Dr. Dan Hayden • 

A kid was mocking his teacher – going through antics and facial expressions that were exaggerations of the teacher’s mannerisms. Then he was surprised to discover that his teacher was standing behind him the whole time – watching everything. O-o-o-h, how embarrassing!

Nobody likes to be mocked, do they? Mockery is making fun of somebody, and no one likes to be ridiculed, right? Well, that is especially true of God.

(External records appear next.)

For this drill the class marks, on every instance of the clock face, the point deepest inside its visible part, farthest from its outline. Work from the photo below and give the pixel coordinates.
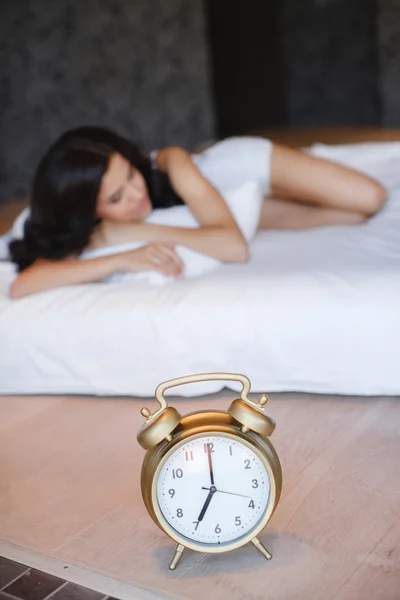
(213, 489)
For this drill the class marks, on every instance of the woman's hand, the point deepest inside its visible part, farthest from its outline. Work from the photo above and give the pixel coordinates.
(154, 257)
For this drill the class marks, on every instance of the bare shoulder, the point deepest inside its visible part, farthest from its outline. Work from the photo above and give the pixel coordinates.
(169, 154)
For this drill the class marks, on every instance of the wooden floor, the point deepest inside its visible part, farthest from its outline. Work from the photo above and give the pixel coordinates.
(70, 501)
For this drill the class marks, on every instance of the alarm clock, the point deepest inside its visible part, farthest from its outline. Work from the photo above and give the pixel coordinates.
(210, 480)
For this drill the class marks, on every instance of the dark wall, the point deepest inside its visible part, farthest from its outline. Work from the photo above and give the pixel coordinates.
(247, 66)
(389, 61)
(139, 66)
(332, 62)
(294, 63)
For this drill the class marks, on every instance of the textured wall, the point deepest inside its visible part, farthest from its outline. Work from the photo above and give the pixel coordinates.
(389, 53)
(139, 66)
(332, 62)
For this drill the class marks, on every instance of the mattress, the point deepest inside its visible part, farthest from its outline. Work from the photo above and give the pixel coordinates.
(312, 311)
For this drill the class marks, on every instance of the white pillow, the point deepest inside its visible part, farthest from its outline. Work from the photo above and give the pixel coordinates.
(244, 202)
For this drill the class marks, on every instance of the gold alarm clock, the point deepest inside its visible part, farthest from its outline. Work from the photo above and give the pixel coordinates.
(210, 479)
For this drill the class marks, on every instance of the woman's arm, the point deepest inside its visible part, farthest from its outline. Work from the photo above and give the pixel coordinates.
(45, 275)
(218, 236)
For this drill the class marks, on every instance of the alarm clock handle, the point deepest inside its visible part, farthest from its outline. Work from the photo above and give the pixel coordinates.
(202, 377)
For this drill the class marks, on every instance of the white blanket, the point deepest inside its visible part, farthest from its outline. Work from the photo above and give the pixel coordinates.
(313, 311)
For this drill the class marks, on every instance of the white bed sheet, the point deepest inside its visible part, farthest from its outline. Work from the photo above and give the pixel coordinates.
(313, 311)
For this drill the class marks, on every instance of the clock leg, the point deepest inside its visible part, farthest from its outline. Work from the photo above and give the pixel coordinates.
(177, 556)
(261, 548)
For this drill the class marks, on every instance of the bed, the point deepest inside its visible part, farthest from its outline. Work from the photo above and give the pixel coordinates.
(313, 311)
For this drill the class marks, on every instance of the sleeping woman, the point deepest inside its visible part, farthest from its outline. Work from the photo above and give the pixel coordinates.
(94, 188)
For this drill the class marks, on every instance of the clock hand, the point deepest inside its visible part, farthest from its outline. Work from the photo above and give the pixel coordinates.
(206, 503)
(231, 493)
(210, 464)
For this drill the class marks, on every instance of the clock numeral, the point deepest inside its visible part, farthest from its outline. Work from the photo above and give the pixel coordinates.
(211, 447)
(177, 474)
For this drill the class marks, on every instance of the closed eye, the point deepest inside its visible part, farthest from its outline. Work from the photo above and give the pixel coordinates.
(116, 198)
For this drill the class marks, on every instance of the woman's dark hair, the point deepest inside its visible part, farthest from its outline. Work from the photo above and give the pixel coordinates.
(65, 188)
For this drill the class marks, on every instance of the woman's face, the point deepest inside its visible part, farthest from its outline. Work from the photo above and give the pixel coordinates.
(123, 196)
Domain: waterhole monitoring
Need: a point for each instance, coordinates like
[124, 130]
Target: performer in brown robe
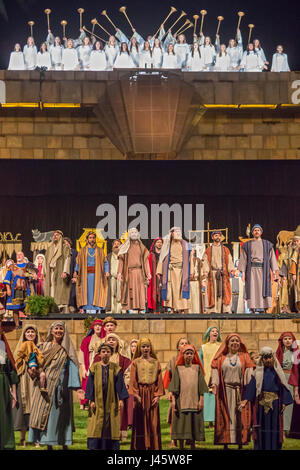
[256, 263]
[57, 267]
[195, 284]
[231, 372]
[147, 387]
[295, 268]
[154, 292]
[217, 266]
[134, 271]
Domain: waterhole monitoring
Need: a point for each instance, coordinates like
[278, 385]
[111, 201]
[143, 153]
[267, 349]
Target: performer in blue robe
[268, 391]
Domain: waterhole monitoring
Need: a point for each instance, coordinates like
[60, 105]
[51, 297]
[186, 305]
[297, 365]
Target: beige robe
[216, 263]
[257, 301]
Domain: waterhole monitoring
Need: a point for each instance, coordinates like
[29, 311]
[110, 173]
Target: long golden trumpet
[94, 22]
[173, 9]
[64, 24]
[80, 11]
[102, 27]
[240, 14]
[219, 18]
[48, 11]
[93, 34]
[184, 24]
[123, 10]
[31, 24]
[103, 12]
[250, 26]
[181, 15]
[189, 26]
[196, 18]
[203, 13]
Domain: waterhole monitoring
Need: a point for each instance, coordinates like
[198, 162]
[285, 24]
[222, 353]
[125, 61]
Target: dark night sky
[275, 22]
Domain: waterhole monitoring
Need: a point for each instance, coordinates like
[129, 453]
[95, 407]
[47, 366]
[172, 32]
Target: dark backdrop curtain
[65, 194]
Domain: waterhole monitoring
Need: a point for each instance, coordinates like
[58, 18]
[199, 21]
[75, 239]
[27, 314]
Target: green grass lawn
[79, 437]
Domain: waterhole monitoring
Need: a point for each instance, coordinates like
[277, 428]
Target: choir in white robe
[157, 56]
[252, 62]
[16, 61]
[170, 61]
[235, 53]
[280, 63]
[98, 60]
[209, 55]
[145, 60]
[30, 57]
[70, 59]
[56, 56]
[44, 60]
[223, 63]
[84, 53]
[124, 61]
[195, 62]
[111, 54]
[182, 51]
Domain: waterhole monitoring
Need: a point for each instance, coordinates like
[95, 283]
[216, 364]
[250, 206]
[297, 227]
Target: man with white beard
[174, 268]
[134, 272]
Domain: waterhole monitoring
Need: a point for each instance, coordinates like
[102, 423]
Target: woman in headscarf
[124, 363]
[287, 346]
[188, 387]
[147, 387]
[87, 352]
[210, 345]
[25, 386]
[170, 369]
[8, 394]
[231, 372]
[51, 418]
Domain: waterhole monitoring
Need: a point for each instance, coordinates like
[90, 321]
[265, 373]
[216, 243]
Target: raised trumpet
[123, 10]
[48, 11]
[102, 27]
[181, 27]
[80, 11]
[196, 18]
[219, 18]
[93, 34]
[250, 26]
[172, 10]
[64, 24]
[103, 12]
[31, 24]
[203, 13]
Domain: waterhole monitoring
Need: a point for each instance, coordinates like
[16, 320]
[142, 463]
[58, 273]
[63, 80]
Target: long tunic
[232, 383]
[216, 264]
[187, 386]
[105, 388]
[146, 382]
[8, 377]
[256, 300]
[267, 433]
[207, 353]
[51, 417]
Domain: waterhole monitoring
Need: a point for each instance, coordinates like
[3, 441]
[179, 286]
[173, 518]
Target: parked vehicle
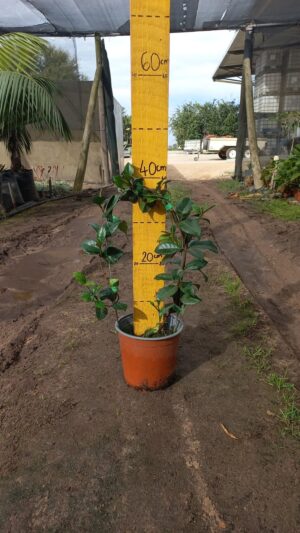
[192, 146]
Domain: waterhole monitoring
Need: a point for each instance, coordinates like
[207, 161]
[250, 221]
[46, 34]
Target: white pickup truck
[225, 147]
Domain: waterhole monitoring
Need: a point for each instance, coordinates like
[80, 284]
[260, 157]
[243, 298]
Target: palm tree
[26, 99]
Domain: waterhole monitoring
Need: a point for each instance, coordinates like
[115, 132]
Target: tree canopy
[25, 98]
[194, 120]
[57, 64]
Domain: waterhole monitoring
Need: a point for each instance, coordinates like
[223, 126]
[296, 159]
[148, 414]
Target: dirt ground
[82, 452]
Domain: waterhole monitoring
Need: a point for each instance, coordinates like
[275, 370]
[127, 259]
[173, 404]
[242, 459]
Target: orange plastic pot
[297, 194]
[148, 363]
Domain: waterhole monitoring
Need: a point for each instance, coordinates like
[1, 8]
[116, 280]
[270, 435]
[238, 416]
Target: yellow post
[150, 44]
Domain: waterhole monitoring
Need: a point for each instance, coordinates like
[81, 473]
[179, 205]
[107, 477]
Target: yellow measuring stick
[150, 45]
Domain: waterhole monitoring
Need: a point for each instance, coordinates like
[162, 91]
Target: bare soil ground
[81, 452]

In Psalm 1:1, God says, “Blessed is the man…who does not sit in the seat of the scornful.” To sit in the seat of the scornful is to identify with those who are scorning—actually, to sit in judgment over others in a scornful manner.

The word “scornful” is a word that means “to mock; to treat with contempt; to ridicule and make fun of.” Literally, it means “to make a mouth at,” like making contortions with your face to express an attitude of mockery.

Now the thing about scorn and mockery is that they issue out of an attitude of pride. We make fun of others because in some way they don’t meet our standards. When we mock, we are saying that our way of thinking is better than theirs, or that our way of doing something is superior to their way of doing it. Mockery and scorn are, pure and simple, an expression of pride – and God hates pride more than anything else (Proverbs 6:16-17), which is why God is so down on making fun of others.


There is a story in 2 Kings 2 about a group of young men who mocked the prophet Elisha. They made fun of him and ridiculed how he looked and what he did. Then Elisha turned around and cursed them in the name of the Lord. Immediately two bears came out of the woods and attacked the men who were mocking. It was the judgment of God upon them because of their scornful spirits. God was making it clear that He doesn’t like to be mocked.

So don’t make fun of the things of God, and don’t make fun of other people either. Don’t sit in the seat of the scornful. Now you know the real meaning of the word.

Say — Do something to encourage someone today. Instead of tearing them down – build them up!